This invention relates to thermosyphon heat exchangers and an improved construction thereof which provides enhanced performance and easier manufacture.
A thermosyphon is a closed end tube, with evaporator and condenser sections, containing a working fluid which during operation exists in both liquid and vapor phases. When sufficient heat is applied to the bottom of the thermosyphon, a pool of liquid at the bottom of the thermosyphon begins to boil. Cooling the top end of the thermosyphon causes vapor generated from the boiling working fluid to condense on the walls of the condenser and, driven by the force of gravity, to drain back to the liquid pool at the bottom. Due to the fact that the working fluid is constantly close to its saturation temperature, the thermosyphon is very effective in transferring large amounts of heat across a small cross-sectional area with only a small drop in temperature.
Thermosyphons powered by gas burners have been successfully tested in home and industrial applications such as space heating.
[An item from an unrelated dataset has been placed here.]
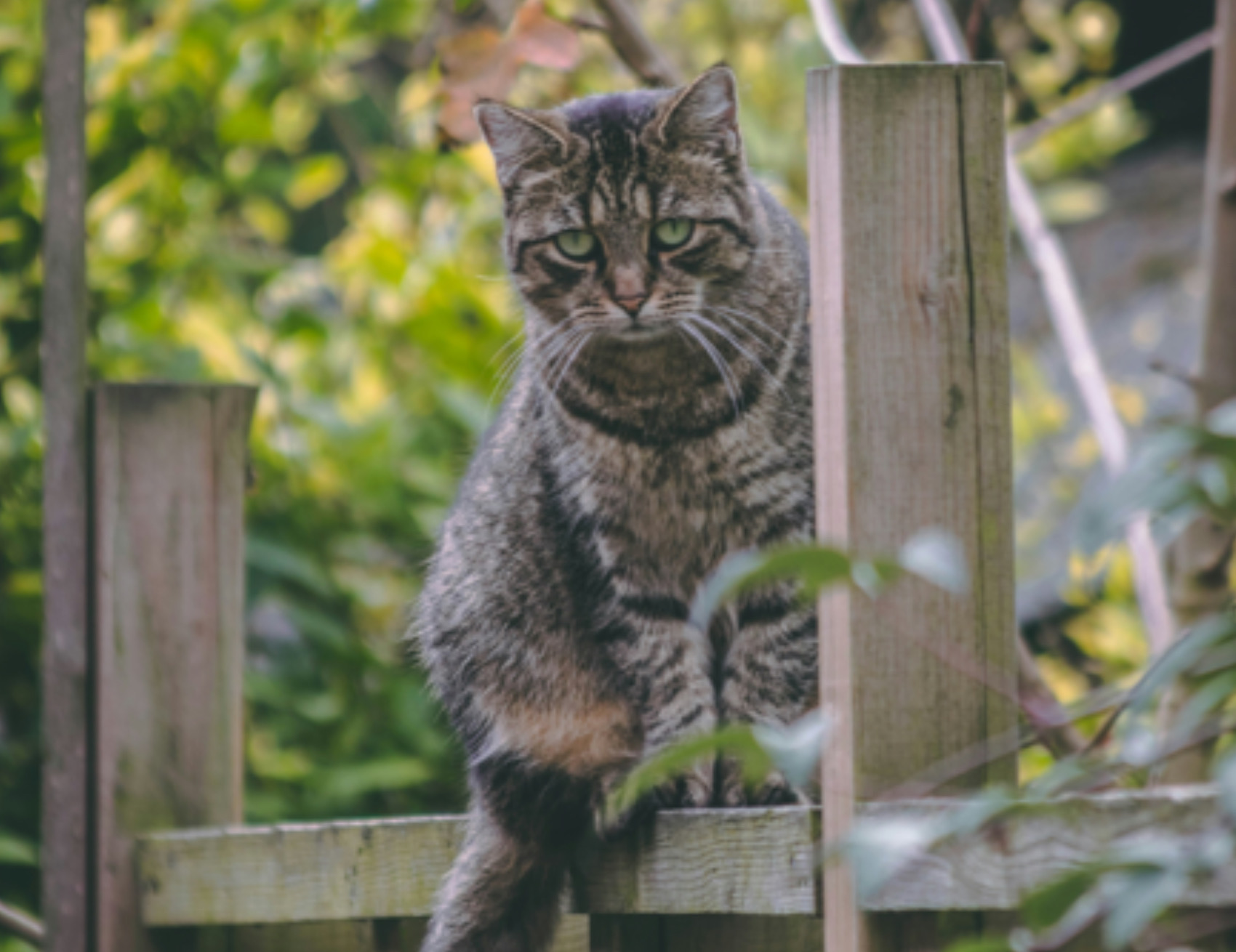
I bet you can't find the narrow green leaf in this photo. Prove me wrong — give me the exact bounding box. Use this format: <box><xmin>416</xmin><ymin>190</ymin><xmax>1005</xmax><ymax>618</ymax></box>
<box><xmin>752</xmin><ymin>709</ymin><xmax>832</xmax><ymax>786</ymax></box>
<box><xmin>1021</xmin><ymin>868</ymin><xmax>1099</xmax><ymax>931</ymax></box>
<box><xmin>1102</xmin><ymin>869</ymin><xmax>1189</xmax><ymax>952</ymax></box>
The thermosyphons proposed for these applications may include a series of finned tubes that are each evacuated, and then prior to their being sealed, charged with a working fluid such as water. In use, the tubes are placed with their evaporator sections in one chamber receiving combustion products of a burner. In that chamber, hot combustion gases are blown over the evaporator sections of the tubes. In another chamber, room air to be heated is blown over the condenser sections of the tubes to remove heat from the condensing working fluid.
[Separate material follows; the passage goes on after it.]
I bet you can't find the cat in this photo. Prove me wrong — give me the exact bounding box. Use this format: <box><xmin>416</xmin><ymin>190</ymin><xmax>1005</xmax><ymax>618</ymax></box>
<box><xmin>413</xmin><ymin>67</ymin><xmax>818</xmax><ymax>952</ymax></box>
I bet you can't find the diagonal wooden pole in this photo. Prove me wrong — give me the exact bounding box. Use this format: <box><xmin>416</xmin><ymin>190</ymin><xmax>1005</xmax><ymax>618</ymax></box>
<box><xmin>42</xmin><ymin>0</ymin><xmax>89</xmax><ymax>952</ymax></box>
Due to the chemical properties which govern the operation of thermosyphons, it is crucial to their effective operation that the tubes be evacuated prior to their being charged with working fluid. It is also very important that the inner surfaces of the tubes be kept meticulously clean so that the working fluid wets the evaporator, thereby maintaining a high heat transfer coefficient in this section of the thermosyphon, and so that no non-condensible gases are generated by contaminants during the operation of the thermosyphon.
As a result of these requirements, several problems exist with the manufacture and operation of known thermosyphons. First of all, pressure relief mechanisms, such as known pressure relief caps can have corrosion problems and are extremely unreliable. Both the cost and unreliability of the pressure relief mechanisms can generate equivalent high cost and unreliability in the thermosyphons manufactured using those devices. Secondly, after a thermosyphon tube has been evacuated and charged with a working fluid, it is necessary to braze an end cap on the open end of the tube in order to form a leak tight pressure vessel. This process can also be expensive and may result in contamination from the braze. When a thermosyphon tube is operated with contaminants on its inner surface--e.g., dirt, grease, or oil, several problem areas can arise. The contaminants can act to prevent the working fluid from wetting the evaporator which will thereby degrade the performance of the thermosyphon. Additionally, contaminants can generate non-condensible gases that also degrade thermosyphon performance.
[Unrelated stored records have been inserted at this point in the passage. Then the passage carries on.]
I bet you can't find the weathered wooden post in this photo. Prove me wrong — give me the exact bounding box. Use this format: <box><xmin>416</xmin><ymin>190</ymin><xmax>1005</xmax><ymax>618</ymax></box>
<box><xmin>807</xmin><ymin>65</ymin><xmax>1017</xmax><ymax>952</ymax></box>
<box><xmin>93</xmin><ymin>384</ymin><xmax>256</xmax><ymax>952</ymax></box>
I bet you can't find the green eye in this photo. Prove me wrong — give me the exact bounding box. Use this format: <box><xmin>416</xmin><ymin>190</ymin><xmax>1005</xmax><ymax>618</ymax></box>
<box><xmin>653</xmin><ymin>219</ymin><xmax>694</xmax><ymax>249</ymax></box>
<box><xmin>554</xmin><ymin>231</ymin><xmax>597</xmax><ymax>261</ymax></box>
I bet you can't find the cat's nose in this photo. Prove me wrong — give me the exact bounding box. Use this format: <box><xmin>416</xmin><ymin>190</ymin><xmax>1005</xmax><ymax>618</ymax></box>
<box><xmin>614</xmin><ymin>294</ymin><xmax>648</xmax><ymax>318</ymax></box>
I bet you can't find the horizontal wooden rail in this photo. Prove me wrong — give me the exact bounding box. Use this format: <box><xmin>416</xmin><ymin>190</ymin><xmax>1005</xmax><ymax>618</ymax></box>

It is therefore an object of the present invention to provide a thermosyphon which is easier and less expensive to manufacture than known thermosyphons.
It is also an object of the present invention to offer a thermosyphon which requires less maintenance provide its operating life than known thermosyphons.
It is yet another object of the present invention to provide a thermosyphon which does not require an inside surface which is meticulously clean.